Flynn is a cautious and careful writer. Unlike many others in the I.Q. debates, he resists grand philosophizing. He comes back again and again to the fact that I.Q. scores are generated by paper-and-pencil tests—and making sense of those scores, he tells us, is a messy and complicated business that requires something closer to the skills of an accountant than to those of a philosopher.

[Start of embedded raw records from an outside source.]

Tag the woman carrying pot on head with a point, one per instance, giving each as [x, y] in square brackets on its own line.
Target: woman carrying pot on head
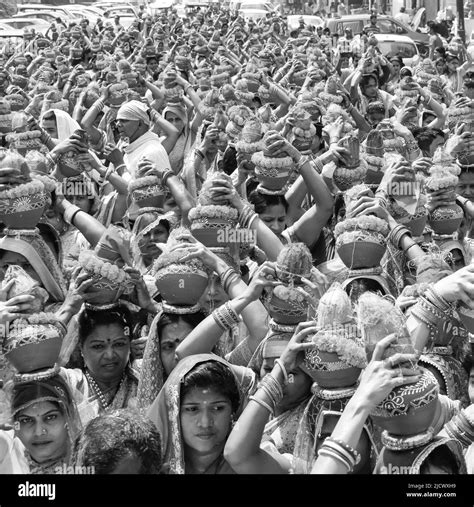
[105, 380]
[194, 414]
[46, 425]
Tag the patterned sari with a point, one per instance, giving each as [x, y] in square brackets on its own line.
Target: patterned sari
[165, 412]
[87, 399]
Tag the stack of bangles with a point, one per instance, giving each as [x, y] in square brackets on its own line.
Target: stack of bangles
[98, 105]
[430, 314]
[270, 391]
[461, 428]
[341, 452]
[70, 212]
[247, 216]
[301, 162]
[397, 233]
[228, 278]
[226, 317]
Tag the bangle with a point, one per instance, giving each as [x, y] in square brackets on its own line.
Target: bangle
[283, 369]
[167, 174]
[70, 213]
[261, 403]
[352, 452]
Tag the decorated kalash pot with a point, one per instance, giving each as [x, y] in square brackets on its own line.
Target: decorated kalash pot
[353, 169]
[250, 139]
[180, 282]
[22, 200]
[406, 201]
[303, 131]
[238, 118]
[286, 302]
[272, 171]
[334, 365]
[446, 219]
[105, 264]
[408, 90]
[173, 92]
[34, 342]
[5, 117]
[372, 153]
[391, 142]
[360, 241]
[411, 414]
[212, 224]
[146, 191]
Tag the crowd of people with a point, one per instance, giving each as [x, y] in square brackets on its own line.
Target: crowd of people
[228, 247]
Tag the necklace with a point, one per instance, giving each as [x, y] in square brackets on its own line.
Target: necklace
[216, 463]
[98, 391]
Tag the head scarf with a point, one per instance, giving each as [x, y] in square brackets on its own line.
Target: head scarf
[41, 258]
[64, 123]
[134, 111]
[165, 411]
[54, 390]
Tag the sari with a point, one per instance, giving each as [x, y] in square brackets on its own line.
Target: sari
[41, 258]
[65, 125]
[87, 399]
[16, 459]
[185, 140]
[165, 412]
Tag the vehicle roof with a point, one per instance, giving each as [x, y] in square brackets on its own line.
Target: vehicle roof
[393, 37]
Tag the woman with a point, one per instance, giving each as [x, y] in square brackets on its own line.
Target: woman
[194, 414]
[105, 381]
[120, 442]
[167, 331]
[45, 427]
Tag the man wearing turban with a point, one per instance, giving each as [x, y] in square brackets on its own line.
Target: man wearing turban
[133, 123]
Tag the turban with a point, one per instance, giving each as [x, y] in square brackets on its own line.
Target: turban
[134, 110]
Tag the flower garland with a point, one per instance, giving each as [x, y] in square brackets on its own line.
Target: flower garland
[346, 349]
[23, 190]
[90, 262]
[167, 258]
[213, 211]
[146, 181]
[441, 180]
[367, 223]
[259, 159]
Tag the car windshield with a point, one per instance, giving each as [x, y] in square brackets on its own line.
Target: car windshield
[403, 49]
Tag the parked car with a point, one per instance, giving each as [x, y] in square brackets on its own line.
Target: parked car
[391, 45]
[10, 41]
[36, 9]
[40, 25]
[387, 25]
[294, 21]
[251, 9]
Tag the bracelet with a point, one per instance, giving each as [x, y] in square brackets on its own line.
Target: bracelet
[261, 403]
[350, 450]
[406, 249]
[167, 174]
[99, 105]
[70, 213]
[226, 317]
[301, 162]
[397, 233]
[283, 369]
[107, 174]
[326, 451]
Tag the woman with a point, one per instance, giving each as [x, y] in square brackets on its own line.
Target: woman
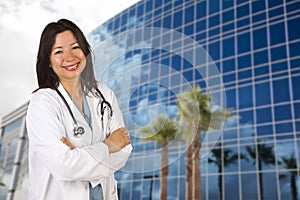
[77, 138]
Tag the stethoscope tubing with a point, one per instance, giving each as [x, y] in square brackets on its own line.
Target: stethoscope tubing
[78, 130]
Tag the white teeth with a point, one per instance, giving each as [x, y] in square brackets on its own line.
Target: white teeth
[71, 67]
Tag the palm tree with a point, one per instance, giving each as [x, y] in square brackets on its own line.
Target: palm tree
[162, 131]
[290, 163]
[263, 155]
[195, 111]
[220, 155]
[1, 183]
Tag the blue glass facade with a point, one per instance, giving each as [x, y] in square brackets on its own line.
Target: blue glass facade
[244, 52]
[254, 45]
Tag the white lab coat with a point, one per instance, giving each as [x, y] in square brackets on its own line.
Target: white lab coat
[55, 171]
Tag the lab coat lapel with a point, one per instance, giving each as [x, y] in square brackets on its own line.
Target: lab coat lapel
[86, 138]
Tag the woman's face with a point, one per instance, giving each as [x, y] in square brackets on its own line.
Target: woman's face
[67, 58]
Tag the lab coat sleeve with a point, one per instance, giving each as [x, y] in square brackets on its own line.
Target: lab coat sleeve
[118, 159]
[45, 129]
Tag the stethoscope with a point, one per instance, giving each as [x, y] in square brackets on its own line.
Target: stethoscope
[79, 130]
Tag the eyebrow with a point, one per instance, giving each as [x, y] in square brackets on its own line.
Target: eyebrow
[60, 47]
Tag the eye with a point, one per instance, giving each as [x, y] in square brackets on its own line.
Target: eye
[76, 47]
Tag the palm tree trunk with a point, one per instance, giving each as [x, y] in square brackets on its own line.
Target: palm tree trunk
[189, 172]
[220, 182]
[196, 167]
[164, 171]
[260, 179]
[293, 187]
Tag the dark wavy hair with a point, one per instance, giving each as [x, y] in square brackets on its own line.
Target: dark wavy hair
[45, 74]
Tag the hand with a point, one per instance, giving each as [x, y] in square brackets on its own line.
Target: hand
[117, 140]
[66, 142]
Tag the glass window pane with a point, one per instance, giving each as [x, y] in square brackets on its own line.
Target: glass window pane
[281, 91]
[293, 29]
[261, 57]
[262, 94]
[245, 97]
[278, 53]
[283, 113]
[263, 115]
[249, 186]
[260, 38]
[277, 33]
[244, 43]
[231, 189]
[228, 47]
[296, 87]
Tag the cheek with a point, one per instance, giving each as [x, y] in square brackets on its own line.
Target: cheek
[55, 62]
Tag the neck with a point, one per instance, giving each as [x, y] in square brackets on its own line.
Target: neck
[73, 88]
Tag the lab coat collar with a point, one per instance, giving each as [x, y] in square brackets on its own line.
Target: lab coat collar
[86, 138]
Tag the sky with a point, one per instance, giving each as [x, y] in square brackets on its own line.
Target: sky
[21, 24]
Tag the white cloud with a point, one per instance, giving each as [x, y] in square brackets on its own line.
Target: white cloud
[21, 23]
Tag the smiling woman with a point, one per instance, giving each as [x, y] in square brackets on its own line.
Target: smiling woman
[73, 152]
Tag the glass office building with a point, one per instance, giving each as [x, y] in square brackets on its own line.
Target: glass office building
[244, 53]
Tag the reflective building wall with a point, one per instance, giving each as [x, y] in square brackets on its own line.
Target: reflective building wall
[244, 53]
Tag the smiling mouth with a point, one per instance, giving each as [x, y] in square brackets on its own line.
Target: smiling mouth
[72, 67]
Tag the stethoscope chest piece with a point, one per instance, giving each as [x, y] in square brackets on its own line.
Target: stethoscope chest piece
[78, 131]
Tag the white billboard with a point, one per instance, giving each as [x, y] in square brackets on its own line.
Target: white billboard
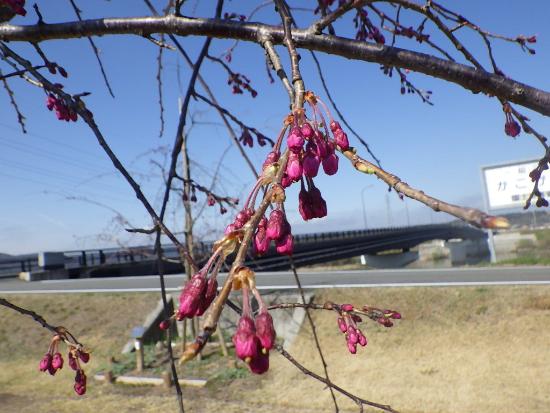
[508, 185]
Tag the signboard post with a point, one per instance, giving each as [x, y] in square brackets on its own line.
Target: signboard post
[508, 186]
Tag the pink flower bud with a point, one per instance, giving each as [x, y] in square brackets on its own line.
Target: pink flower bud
[265, 330]
[330, 164]
[285, 245]
[209, 294]
[386, 322]
[50, 102]
[261, 241]
[304, 205]
[295, 140]
[84, 357]
[57, 361]
[79, 389]
[353, 338]
[260, 363]
[80, 382]
[395, 315]
[512, 128]
[286, 181]
[341, 139]
[356, 318]
[73, 363]
[245, 340]
[277, 225]
[342, 325]
[307, 130]
[321, 145]
[191, 296]
[362, 339]
[294, 167]
[46, 362]
[318, 204]
[311, 162]
[271, 158]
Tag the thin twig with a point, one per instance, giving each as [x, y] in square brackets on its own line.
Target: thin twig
[11, 94]
[96, 51]
[337, 109]
[210, 94]
[297, 81]
[313, 331]
[159, 88]
[471, 215]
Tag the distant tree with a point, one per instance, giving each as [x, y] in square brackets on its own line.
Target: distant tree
[311, 137]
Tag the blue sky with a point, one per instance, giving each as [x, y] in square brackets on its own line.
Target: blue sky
[59, 190]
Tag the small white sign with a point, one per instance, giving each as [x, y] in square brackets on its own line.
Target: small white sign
[509, 185]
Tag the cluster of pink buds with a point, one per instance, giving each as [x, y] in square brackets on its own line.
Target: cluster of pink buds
[53, 361]
[350, 317]
[511, 127]
[62, 111]
[17, 6]
[254, 337]
[366, 30]
[198, 293]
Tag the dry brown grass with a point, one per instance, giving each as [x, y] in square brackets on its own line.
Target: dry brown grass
[457, 350]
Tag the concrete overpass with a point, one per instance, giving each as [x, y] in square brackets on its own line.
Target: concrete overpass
[309, 249]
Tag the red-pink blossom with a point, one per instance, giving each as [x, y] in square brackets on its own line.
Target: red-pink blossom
[265, 331]
[245, 340]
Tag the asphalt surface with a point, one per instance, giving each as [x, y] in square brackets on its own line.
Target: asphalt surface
[310, 279]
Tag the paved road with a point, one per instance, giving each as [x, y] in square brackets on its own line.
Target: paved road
[285, 280]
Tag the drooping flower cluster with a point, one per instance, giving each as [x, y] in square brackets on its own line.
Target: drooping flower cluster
[62, 111]
[199, 292]
[17, 6]
[53, 361]
[511, 127]
[349, 319]
[366, 30]
[254, 337]
[311, 143]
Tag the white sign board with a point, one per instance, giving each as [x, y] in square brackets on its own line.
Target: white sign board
[509, 185]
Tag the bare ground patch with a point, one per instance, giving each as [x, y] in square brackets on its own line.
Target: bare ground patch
[457, 350]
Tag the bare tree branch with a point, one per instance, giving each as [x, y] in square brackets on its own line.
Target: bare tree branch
[471, 215]
[463, 75]
[95, 49]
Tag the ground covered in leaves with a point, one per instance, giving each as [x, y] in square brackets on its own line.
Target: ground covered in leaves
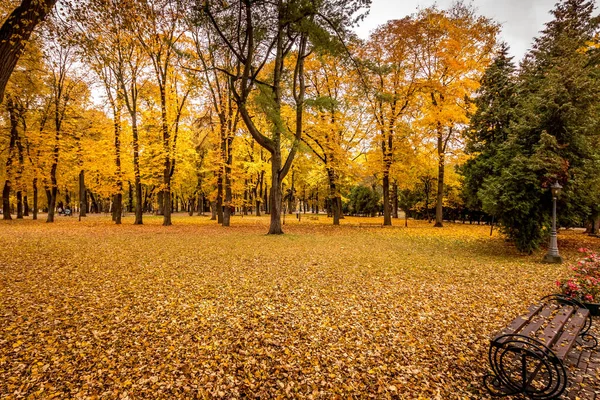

For instance, Flynn shows what happens when we recognize that I.Q. is not a freestanding number but a value attached to a specific time and a specific test. When an I.Q. test is created, he reminds us, it is calibrated or “normed” so that the test-takers in the fiftieth percentile—those exactly at the median—are assigned a score of 100. But since I.Q.s are always rising, the only way to keep that hundred-point benchmark is periodically to make the tests more difficult—to “renorm” them. The original WISC was normed in the late nineteen-forties. It was then renormed in the early nineteen-seventies, as the WISC-R; renormed a third time in the late eighties, as the WISC III; and renormed again a few years ago, as the WISC IV—with each version just a little harder than its predecessor. The notion that anyone “has” an I.Q. of a certain number, then, is meaningless unless you know which WISC he took, and when he took it, since there’s a substantial difference between getting a 130 on the WISC IV and getting a 130 on the much easier WISC.
This is not a trivial issue. I.Q. tests are used to diagnose people as mentally retarded, with a score of 70 generally taken to be the cutoff. You can imagine how the Flynn effect plays havoc with that system. In the nineteen-seventies and eighties, most states used the WISC-R to make their mental-retardation diagnoses. But since kids—even kids with disabilities—score a little higher every year, the number of children whose scores fell below 70 declined steadily through the end of the eighties. Then, in 1991, the WISC III was introduced, and suddenly the percentage of kids labelled retarded went up. The psychologists Tomoe Kanaya, Matthew Scullin, and Stephen Ceci estimated that, if every state had switched to the WISC III right away, the number of Americans labelled mentally retarded should have doubled.